Musings on Markets • 359 implied HN points • 28 Feb 23
  1. Debt can be a useful tool for businesses to fund growth, but it also comes with risks. Finding the right balance of debt and equity is important for long-term success.
  2. There are good reasons to borrow, like taking advantage of tax benefits, and bad reasons, such as chasing higher returns that aren't real. It's crucial to understand the real costs.
  3. Companies often stick to past borrowing habits or follow what others in their industry do. This inertia can lead to too much or too little debt, which isn't always the best for their financial health.

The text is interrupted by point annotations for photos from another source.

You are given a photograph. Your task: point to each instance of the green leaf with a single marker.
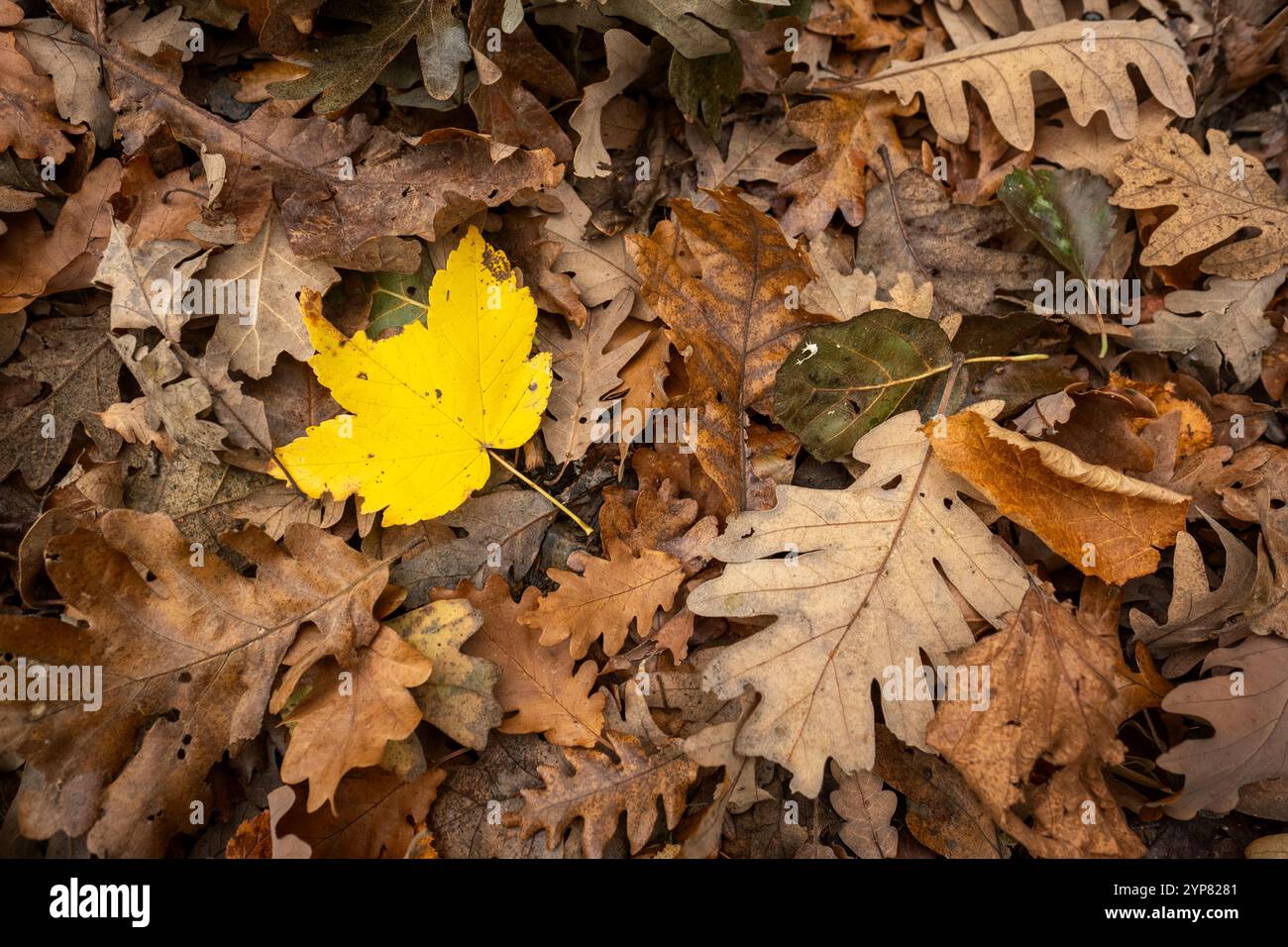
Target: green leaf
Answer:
(343, 67)
(1068, 211)
(703, 88)
(400, 298)
(845, 379)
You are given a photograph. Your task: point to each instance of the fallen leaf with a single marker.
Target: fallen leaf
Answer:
(477, 393)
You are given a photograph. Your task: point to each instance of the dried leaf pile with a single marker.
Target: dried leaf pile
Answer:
(639, 428)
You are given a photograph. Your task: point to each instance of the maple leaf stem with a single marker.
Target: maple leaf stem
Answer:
(938, 369)
(537, 487)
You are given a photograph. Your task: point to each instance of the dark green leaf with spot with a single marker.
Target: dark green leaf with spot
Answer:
(842, 380)
(399, 298)
(1068, 211)
(703, 88)
(344, 67)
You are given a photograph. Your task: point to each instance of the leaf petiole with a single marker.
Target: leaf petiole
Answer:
(537, 487)
(938, 369)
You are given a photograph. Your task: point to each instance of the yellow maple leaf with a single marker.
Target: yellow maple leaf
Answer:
(429, 405)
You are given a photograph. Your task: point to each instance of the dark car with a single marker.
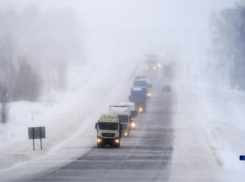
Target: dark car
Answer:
(166, 88)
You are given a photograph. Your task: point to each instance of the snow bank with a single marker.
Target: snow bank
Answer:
(209, 133)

Not Boring by Packy McCormick • 76 implied HN points • 09 Jul 25
  1. Authenticity is key in both writing and investing. Being true to yourself helps set you apart from the competition.
  2. Differentiation is important. You should stand out by focusing on your unique strengths and ideas.
  3. Learning from others is valuable, but avoid copying them directly. Use their insights to inspire your own original thinking.